If you're looking to roll over log files, and depending on how complex you need to get, I've used the following segment before:
#!/usr/bin/bash
# rollover.sh
# Rolls over log files in the current directory.
# *.log.8 -> *.log.9
# *.log.7 -> *.log.8
# : : :
# *.log.1 -> *.log.2
# *.log -> *.log.1
shft() {
# Change this '8' to one less than your desired maximum rollover file.
# Must be in reverse order for renames to work (n..1, not 1..n).
for suff in {8..1} ; do
if [[ -f "$1.${suff}" ]] ; then
((nxt = suff + 1))
echo Moving "$1.${suff}" to "$1.${nxt}"
mv -f "$1.${suff}" "$1.${nxt}"
fi
done
echo Moving "$1" to "$1.1"
mv -f "$1" "$1.1"
}
for fspec in *.log ; do
shft "${fspec}"
#date >"${fspec}" #DEBUG code
done
This will automatically roll over log files up to version 9 although you can just change the suff for loop to allow more.
With that DEBUG added so new files are created automatically for testing, the following transcript shows it in action:
pax> touch qq.log ; ./rollover.sh
Moving "qq.log" to "qq.log.1"
pax> touch "has spaces.log" ; ./rollover.sh
Moving "has spaces.log" to "has spaces.log.1"
Moving "qq.log.1" to "qq.log.2"
Moving "qq.log" to "qq.log.1"
pax> ll *log*
-rw-r--r-- 1 pax None 30 2010-09-11 20:39 has spaces.log
-rw-r--r-- 1 pax None 0 2010-09-11 20:39 has spaces.log.1
-rw-r--r-- 1 pax None 30 2010-09-11 20:39 qq.log
-rw-r--r-- 1 pax None 30 2010-09-11 20:38 qq.log.1
-rw-r--r-- 1 pax None 0 2010-09-11 20:38 qq.log.2
The good thing about this script is that it's easily configurable to handle a large amount of history (by changing the {8..1} bit), handles names with spaces, and handles gaps relatively robustly if log files go missing.

To rotate logs, you should really use logrotate.
If you can't rely on logrotate being available, here's a way do it inside the shell. To keep things simple, I'll assume that nothing else (including another instance of your script) will try to rename the log files while your script is running.
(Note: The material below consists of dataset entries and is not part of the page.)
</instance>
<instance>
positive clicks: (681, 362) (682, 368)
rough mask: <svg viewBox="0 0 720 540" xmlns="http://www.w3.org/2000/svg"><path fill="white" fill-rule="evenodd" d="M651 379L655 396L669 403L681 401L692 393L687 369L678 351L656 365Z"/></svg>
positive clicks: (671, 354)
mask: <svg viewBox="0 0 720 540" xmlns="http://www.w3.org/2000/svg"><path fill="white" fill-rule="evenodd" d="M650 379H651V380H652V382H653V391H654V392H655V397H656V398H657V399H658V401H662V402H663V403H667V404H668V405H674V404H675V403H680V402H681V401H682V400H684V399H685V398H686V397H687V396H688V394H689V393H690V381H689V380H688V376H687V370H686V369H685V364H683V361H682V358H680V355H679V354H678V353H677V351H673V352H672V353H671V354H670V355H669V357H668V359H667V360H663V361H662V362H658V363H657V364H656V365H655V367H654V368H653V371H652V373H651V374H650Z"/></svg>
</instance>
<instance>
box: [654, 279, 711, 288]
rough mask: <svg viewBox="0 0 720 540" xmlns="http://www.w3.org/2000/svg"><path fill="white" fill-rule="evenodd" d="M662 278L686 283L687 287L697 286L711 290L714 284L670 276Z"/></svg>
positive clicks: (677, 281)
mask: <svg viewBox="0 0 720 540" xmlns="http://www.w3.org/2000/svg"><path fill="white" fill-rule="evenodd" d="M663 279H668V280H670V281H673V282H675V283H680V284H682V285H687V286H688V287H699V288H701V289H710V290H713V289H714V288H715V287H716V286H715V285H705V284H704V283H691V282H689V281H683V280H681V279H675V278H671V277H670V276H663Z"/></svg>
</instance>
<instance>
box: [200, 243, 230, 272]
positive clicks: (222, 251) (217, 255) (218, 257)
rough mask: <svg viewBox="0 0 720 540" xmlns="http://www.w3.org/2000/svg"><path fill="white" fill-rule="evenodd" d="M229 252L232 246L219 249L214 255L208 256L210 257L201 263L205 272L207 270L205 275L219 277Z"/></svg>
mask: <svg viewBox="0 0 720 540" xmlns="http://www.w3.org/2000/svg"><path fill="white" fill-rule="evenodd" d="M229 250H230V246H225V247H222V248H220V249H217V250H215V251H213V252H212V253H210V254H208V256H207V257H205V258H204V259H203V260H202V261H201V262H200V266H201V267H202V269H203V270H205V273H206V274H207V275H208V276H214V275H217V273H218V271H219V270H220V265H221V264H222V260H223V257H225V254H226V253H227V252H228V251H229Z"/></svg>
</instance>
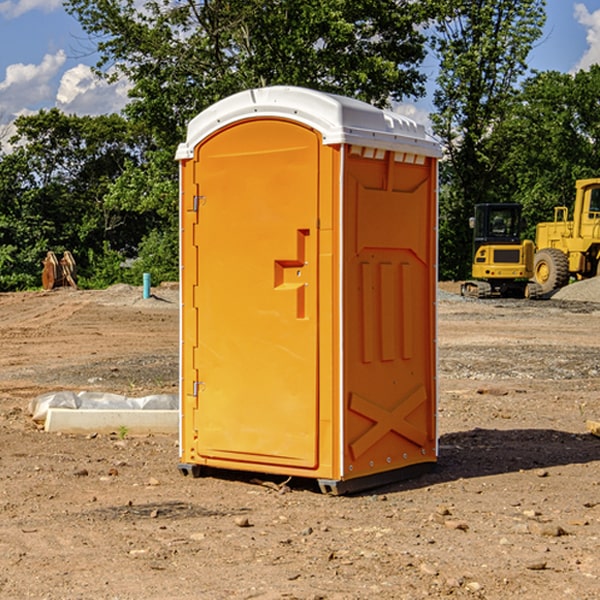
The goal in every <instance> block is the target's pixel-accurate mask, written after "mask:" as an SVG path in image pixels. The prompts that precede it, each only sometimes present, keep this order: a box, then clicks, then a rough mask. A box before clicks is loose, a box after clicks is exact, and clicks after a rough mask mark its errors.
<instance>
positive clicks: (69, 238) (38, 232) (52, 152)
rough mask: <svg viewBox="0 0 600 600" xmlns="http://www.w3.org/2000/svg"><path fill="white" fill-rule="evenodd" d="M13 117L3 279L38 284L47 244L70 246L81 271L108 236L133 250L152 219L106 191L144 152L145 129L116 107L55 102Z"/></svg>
mask: <svg viewBox="0 0 600 600" xmlns="http://www.w3.org/2000/svg"><path fill="white" fill-rule="evenodd" d="M15 125H16V129H17V133H16V135H15V136H13V138H12V139H11V144H13V145H14V147H15V149H14V150H13V152H11V153H10V154H6V155H4V156H2V158H1V159H0V246H1V247H2V253H1V258H0V286H1V287H2V288H3V289H11V288H15V287H17V288H22V287H30V286H32V285H39V281H40V279H39V275H40V273H41V260H42V258H43V257H44V256H45V253H46V252H47V251H48V250H53V251H55V252H57V253H58V252H62V251H64V250H70V251H71V252H72V253H73V254H74V256H75V258H76V261H77V263H78V265H79V266H80V270H81V271H82V272H83V274H84V277H85V275H86V271H87V269H88V267H89V262H88V257H89V255H90V254H89V253H90V251H91V252H92V253H95V254H96V255H97V254H102V253H103V251H104V248H105V244H108V247H110V248H112V249H114V250H118V251H119V252H120V253H121V254H123V255H127V253H128V252H129V253H133V252H135V249H136V247H137V246H138V245H139V244H140V242H141V240H142V239H143V236H144V234H145V233H146V232H147V231H149V229H150V227H149V224H148V222H147V221H145V220H142V219H140V216H139V214H138V213H133V212H128V211H126V210H121V209H120V208H115V207H113V206H111V205H110V204H109V203H107V202H105V199H104V197H105V195H106V194H107V192H108V190H109V189H110V185H111V183H112V182H113V181H114V180H115V179H117V178H118V176H119V175H120V174H121V173H122V172H123V170H124V169H125V165H126V164H127V163H128V162H131V161H139V160H140V152H141V148H142V147H143V137H141V136H140V135H137V134H135V133H134V132H132V130H131V127H130V125H129V124H128V123H127V121H125V120H124V119H123V118H122V117H119V116H117V115H109V116H100V117H76V116H67V115H65V114H63V113H61V112H60V111H59V110H57V109H52V110H49V111H40V112H39V113H37V114H35V115H31V116H26V117H20V118H18V119H17V121H16V122H15ZM19 274H20V275H19ZM17 275H19V276H17Z"/></svg>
The easiest approach is to recursively rename log N+1 before actually renaming log N to N+1. The shell can perform all the necessary arithmetic, you don't need sed here. Note that while recursive functions are possible in a POSIX shell, there are no local variables other than the positional parameters (many shells offer local variables as an extension).
#!/bin/sh
## Move "$1.$2" to "$1.$(($2+1))", first rotating the target as well.
rotate () {
if [ -e "$1.$(($2+1))" ]; then rotate "$1" $(($2+1)); fi
mv -- "$1.$2" "$1.$(($2+1))"
}
for x; do
## Break each argument into FILE.NUMBER or just FILE.
suffix=${x##*.}
case $suffix in
*[!0-9]*)
if [ -e "$x.0" ]; then rotate "$x" 0; fi
mv -- "$x" "$x.0";;
*) rotate "${x%.*}" "$suffix";;
esac
done
Regarding what you've written, note that echo ${file} is bad for two reasons: most importantly, if ${file} contains any special characters such as white space, the shell will interpret them; also, with some shells, echo itself will interpret backslashes and possibly a leading -. So you should always write printf %s "$file" instead.